“Blue zones”: entre a ciência e o marketing
Nas últimas décadas, o conceito de “blue zones” ganhou notoriedade através do trabalho de Dan Buettner, que identificou regiões como Sardenha (Itália), Okinawa (Japão), Nicoya (Costa Rica), Ikaria (Grécia) e Loma Linda (Califórnia, EUA) como áreas de elevada concentração de centenários. Segundo Buettner, estas regiões partilham características comuns, como estilos de vida ativos, forte integração social e dietas predominantemente vegetais.

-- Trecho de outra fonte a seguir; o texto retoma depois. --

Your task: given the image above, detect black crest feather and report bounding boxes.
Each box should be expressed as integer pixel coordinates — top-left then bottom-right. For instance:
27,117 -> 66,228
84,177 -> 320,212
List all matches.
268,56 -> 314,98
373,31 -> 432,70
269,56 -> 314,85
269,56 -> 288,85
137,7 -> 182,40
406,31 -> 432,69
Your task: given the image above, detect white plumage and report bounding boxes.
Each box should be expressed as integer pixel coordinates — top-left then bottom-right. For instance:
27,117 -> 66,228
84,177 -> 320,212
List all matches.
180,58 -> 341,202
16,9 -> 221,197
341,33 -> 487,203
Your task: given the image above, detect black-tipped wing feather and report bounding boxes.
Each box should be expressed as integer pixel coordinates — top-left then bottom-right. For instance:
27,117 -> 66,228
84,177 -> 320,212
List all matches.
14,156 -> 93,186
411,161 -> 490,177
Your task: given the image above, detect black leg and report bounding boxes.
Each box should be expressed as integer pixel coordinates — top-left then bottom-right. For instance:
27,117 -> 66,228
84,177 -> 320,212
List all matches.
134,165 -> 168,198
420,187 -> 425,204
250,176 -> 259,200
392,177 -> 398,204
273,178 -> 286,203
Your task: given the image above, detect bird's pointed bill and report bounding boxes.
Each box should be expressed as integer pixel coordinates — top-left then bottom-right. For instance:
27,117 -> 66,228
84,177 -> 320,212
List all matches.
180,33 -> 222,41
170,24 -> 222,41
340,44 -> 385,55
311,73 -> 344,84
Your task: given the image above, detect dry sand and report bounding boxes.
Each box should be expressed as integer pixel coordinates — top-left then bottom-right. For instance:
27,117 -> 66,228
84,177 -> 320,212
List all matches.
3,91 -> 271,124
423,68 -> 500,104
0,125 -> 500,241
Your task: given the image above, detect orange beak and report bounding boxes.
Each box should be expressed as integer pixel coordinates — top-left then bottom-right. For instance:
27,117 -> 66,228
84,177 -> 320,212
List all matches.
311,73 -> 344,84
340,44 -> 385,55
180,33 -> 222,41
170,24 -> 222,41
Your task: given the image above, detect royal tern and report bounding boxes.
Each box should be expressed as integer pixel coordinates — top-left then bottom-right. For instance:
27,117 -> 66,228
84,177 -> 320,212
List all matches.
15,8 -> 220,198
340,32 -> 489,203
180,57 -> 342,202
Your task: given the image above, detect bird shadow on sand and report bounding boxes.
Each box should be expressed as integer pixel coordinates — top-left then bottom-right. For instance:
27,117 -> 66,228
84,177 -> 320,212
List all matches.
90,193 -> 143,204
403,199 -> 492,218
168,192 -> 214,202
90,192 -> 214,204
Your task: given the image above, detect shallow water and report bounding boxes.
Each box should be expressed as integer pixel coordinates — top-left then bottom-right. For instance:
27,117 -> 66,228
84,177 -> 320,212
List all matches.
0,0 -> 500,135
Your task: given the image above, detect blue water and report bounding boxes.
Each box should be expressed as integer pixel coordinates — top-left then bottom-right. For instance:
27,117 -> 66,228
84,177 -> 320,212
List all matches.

O autor afirma que “as pessoas nas ‘blue zones’ partilham nove hábitos de estilo de vida comuns que contribuem para a longevidade”.
Movimento frequente (atividade física no dia a dia);
Propósito de vida (ikigai);
Regra dos 80% (comer até estar satisfeito, não cheio);
Dieta predominantemente vegetal;
Consumo moderado de álcool (sobretudo vinho);
Espiritualidade / fé;
Família em primeiro lugar;
Rede social forte / comunidade.
É consensual que (quase) todos os hábitos supracitados são positivos e ajudam na obtenção de um estado de saúde e bem-estar físico e psicológico desejável, mas não explicam o porquê de nas “blue zones” existir um maior número de centenários. E a razão pode ser… as “blue zones” serem um mito!
O trabalho recente de investigadores mais cépticos com este conceito........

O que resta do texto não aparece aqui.